Subshell + MLX LLM-calling backends (Claude/Codex CLI, local MLX) shared across tools.

spawnllm centralizes the LLM-calling plumbing that small tools keep re-inventing: driving the claude and codex CLIs as subshells — with structured Pydantic output, model tiers, and faithful error capture — and running local Apple-Silicon MLX models with adapter fusion, prompt-cache reuse, and batched generation. Depend on it once and each tool keeps only its domain logic instead of its own copy of the backends.

Install

No install needed — run everything through uvx:

uvx spawnllm --help

uvx fetches spawnllm into a throwaway environment and runs it. To add it to a project instead:

uv add spawnllm

For the local MLX engine (Apple Silicon only), pull the extra:

uv add "spawnllm[mlx]"

Quickstart

See which backends are installed and authenticated, and which one auto-selection picks:

uvx spawnllm status
claude: ready
codex: ready
selected: claude

Make a request by passing a prompt as the argument, or piping it over stdin:

uvx spawnllm call --backend claude "What is 2+2? Reply with just the number."
4

--model small|medium|large swaps the tier, which each backend maps to a concrete model. The claude backend resolves small to Haiku, medium to Sonnet, and large to Opus. Add --agent to let the call use tools.

From Python

call_sync runs one request and returns the response. With no backend, it auto-selects the first installed, authenticated CLI (its async companion call mirrors the same signature):

from spawnllm import call_sync

print(call_sync("Reply with just the word: pong"))
# pong

Pin a backend and tier explicitly, or pass a Pydantic model to get a validated object back instead of text:

from pydantic import BaseModel

from spawnllm import call_sync, ClaudeCliBackend


class Capital(BaseModel):
    country: str
    capital: str


result = call_sync(
    "What is the capital of France?",
    backend=ClaudeCliBackend(),
    model="large",
    response_model=Capital,
)
print(result.capital)  # Paris

When you don't pin a backend, set specialty= to scope auto-selection by task. The debugging and review specialties route to Codex, and general routes to Claude.

Spec-driven runs

For full control, build a RunSpec and execute it with run_sync (or its async companion run). A RunSpec takes a literal provider model id — no tier mapping — and per-provider flag passthrough via provider_configs. The call returns a RunResult with raw stdout, stderr, and exit code, retrying transient 529/overloaded/rate-limit failures with backoff:

from spawnllm import run_sync, RunSpec, ClaudeConfig, ClaudeCliBackend

result = run_sync(
    RunSpec(
        prompt="What is 2+2? Reply with just the number.",
        model="opus",
        provider_configs={"claude": ClaudeConfig(permission_mode="bypassPermissions")},
    ),
    backend=ClaudeCliBackend(),
)
print(result.stdout)  # 4

What problems does this solve?

Every tool that shells out to claude or codex rebuilds the same plumbing: argv construction, stdin/stdout piping, stderr teeing, and turning non-zero exits into useful errors. spawnllm holds it once.

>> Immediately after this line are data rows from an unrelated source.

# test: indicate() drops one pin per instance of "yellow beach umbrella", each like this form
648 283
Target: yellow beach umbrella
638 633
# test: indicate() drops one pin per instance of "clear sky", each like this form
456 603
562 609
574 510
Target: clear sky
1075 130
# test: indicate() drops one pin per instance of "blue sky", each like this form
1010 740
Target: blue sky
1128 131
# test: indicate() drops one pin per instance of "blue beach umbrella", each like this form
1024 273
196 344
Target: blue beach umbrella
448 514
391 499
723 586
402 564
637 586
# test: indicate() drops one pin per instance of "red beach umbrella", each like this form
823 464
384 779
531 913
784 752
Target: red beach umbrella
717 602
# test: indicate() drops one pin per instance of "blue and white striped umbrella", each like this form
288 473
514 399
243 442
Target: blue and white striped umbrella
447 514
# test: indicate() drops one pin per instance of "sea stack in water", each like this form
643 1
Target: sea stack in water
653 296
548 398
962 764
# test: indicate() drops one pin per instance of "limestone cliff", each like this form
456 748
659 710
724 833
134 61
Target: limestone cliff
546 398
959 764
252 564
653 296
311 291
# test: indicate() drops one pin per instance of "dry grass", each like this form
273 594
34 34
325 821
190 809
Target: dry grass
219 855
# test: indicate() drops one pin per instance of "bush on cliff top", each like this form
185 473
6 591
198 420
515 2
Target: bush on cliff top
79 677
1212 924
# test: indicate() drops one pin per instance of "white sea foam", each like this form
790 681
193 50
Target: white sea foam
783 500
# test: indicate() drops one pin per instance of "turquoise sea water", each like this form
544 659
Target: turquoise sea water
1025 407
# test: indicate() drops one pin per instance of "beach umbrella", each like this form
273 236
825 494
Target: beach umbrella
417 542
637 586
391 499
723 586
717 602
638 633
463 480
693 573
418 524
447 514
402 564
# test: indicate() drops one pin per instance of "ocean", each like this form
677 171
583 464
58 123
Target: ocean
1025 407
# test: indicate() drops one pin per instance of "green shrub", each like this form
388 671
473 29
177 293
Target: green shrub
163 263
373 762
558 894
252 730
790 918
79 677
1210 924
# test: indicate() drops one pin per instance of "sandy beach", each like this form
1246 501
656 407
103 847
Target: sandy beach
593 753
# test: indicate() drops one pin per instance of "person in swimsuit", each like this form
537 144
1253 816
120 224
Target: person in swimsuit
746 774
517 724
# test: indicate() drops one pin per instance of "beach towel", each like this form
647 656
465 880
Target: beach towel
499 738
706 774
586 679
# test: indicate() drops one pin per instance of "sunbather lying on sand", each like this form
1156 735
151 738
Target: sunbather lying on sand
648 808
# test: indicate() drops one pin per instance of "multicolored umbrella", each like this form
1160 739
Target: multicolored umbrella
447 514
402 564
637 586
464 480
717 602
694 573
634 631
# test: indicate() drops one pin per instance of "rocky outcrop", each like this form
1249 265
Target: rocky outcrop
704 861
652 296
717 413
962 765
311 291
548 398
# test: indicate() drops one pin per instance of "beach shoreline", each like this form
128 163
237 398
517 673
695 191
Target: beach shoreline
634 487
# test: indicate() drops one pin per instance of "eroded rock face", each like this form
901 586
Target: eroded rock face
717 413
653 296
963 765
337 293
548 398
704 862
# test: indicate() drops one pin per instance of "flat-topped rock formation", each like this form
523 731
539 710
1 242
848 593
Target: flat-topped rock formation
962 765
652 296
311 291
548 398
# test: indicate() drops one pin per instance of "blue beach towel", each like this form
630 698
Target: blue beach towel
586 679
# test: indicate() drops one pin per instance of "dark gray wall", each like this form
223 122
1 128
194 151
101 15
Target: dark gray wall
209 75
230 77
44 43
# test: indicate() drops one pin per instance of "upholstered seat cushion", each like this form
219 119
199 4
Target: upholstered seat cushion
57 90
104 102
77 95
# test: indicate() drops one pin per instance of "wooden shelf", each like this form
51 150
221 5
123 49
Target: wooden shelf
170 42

Structured output is boilerplate too. A Pydantic model becomes a JSON-schema constraint and a parsed, validated result, identically for both CLI backends.

Local MLX is fiddly. Adapter fusion, prompt-cache reuse, worker-thread lifecycle, and batched single-token generation live behind one engine instead of in every consumer.

Behavior drift goes away with the duplication: two tools that call the same models stay byte-for-byte consistent because they share the backend layer, not a pair of diverging copies.

Docs

Read the docs for the full guide and API reference.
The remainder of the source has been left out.